Is Israel’s alleged activity this summer against Iranian nuclear facilities a harbinger of a large-scale attack? According to John Hannah at the Foundation for Defense of Democracies, “Between an exclusive reliance on additional sanctions and a dangerous military strike, there may still be room for coercive diplomacy to play an important role. Specifically, the United States, Israel, or preferably both could communicate to Iran a set of red lines regarding its current nuclear expansion that, if crossed, would dramatically increase the likelihood of a forceful response.” Unfortunately this won’t work with the Europeans, who have little problem pretending they don’t see what Iran is doing, so long as they can make money dealing with the regime. As an example, in July 2020 Josep Borrell – the EU high representative for foreign affairs and security policy in charge of the JCPOA – said, “Owing to the unprecedented level of access… IAEA was able to confirm… Iran had met all its obligations under the deal.” Yet just a month earlier, according to The Wall Street Journal, “Member states from the United Nations atomic agency board voted to condemn Iran for failing to cooperate with its probe of Tehran’s nuclear activities.” This is because inspections for clandestine work at military sites was not included in either the JCPOA or UNSC 2231.
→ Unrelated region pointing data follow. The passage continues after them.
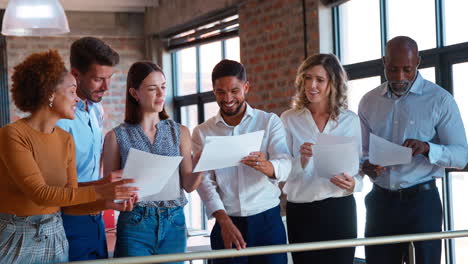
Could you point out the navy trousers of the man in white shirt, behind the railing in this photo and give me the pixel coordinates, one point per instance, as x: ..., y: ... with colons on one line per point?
x: 262, y: 229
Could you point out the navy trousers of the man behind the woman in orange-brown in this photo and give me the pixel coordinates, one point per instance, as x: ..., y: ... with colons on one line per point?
x: 86, y: 236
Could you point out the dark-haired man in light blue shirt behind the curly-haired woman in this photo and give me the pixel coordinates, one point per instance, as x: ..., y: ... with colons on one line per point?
x: 92, y: 64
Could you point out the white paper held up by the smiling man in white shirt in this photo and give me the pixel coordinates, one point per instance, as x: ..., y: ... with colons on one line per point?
x: 227, y: 151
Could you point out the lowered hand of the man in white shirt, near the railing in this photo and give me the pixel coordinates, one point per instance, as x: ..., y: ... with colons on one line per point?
x: 229, y: 232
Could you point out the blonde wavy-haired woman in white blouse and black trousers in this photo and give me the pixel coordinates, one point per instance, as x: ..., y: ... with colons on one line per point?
x: 319, y: 208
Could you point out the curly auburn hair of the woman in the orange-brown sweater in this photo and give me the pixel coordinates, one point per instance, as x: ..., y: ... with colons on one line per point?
x: 35, y: 79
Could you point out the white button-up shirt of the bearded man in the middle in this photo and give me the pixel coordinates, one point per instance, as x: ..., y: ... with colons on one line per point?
x: 242, y: 190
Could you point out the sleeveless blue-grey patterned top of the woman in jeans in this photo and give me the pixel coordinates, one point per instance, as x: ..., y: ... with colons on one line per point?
x: 166, y: 143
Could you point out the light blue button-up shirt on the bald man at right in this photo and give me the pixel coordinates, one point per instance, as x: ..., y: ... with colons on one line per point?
x: 427, y: 113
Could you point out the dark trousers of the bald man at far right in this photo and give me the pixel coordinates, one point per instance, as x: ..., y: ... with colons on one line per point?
x: 420, y: 213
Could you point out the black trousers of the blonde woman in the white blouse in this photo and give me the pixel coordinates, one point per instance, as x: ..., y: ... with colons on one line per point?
x: 329, y: 219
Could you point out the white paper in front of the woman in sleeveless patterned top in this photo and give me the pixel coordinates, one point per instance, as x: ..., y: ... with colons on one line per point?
x: 156, y: 176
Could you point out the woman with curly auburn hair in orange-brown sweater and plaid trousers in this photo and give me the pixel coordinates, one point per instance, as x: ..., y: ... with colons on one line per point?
x: 37, y: 165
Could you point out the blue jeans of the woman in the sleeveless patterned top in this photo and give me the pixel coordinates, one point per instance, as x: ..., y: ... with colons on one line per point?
x: 151, y: 231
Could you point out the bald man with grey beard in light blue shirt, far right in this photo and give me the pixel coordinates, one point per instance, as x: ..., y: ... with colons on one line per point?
x: 413, y: 112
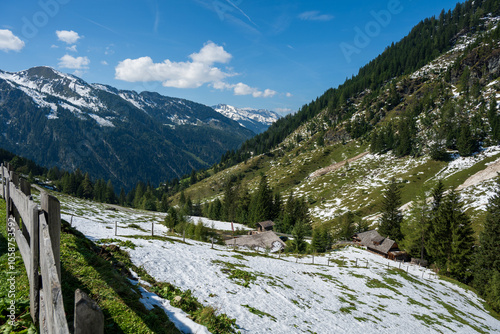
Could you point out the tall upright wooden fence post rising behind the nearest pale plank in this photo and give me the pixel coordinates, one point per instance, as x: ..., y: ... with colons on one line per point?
x: 52, y: 208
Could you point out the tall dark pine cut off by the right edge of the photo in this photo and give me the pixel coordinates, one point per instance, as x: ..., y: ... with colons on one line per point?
x: 487, y: 259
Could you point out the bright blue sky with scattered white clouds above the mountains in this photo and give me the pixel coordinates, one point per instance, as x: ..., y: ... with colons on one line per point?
x: 272, y: 54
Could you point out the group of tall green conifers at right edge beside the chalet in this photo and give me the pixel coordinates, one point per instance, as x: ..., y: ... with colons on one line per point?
x: 439, y: 230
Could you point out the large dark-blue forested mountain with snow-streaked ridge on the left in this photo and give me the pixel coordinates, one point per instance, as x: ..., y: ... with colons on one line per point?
x: 58, y: 119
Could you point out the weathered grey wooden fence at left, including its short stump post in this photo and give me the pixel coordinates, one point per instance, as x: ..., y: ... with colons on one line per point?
x: 37, y: 233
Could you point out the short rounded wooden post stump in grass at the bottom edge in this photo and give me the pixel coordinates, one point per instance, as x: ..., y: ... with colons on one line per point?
x: 88, y: 315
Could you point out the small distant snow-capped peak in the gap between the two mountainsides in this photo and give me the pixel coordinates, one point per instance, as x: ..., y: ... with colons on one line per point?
x: 257, y: 120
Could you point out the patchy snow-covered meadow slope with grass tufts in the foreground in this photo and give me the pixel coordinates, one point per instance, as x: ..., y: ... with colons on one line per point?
x: 347, y: 291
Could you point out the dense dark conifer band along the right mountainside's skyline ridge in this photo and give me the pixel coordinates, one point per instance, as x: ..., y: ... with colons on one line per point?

Until the Iranian people overthrow their repressive regime, Iran’s current leadership will not change its spots, and Tehran will want nuclear weapons if only for the immunity it provides against offensive attacks. Which brings us back to the possibility of a strike on Iran’s nuclear infrastructure to kick the can much farther down the road than cyber-terrorism, assassinations, or sabotage can do, assuming the zone of immunity has not already been reached.

If an Israeli attack is possible, knowing Iran will never negotiate honestly, it seems inevitable that Israel will have to decide at some point whether it can live with the possibility of an Iranian nuclear weapon protected by a non-foolproof missile defense. Then Israel would live with the hope that mutually assured destruction, as the US and Soviet Union did during the Cold War, would restrain Iran. That could be a miscalculation of the highest order.

How should Israel approach the future? According to Maj. Gen. (ret.) Yaakov Amidror of the Jerusalem Institute for Strategy and Security, “a nuclear Iran could pose an existential threat to Israel in the future, or at least launch a very aggressive policy against it, under a nuclear umbrella… Preventing Iran’s military nuclearization is Israel’s biggest challenge.” Yet he cautions Israel to “navigate its path based on the assumption that it cannot… fundamentally change the situation in the Middle East, neither by political agreements nor by using military force.” Knowing there are no easy answers with the stakes so high, the question is, would a Biden or Trump presidency increase the chance that Israel would choose to act sooner rather than later. We have been down this road before, but one day it may become a reality.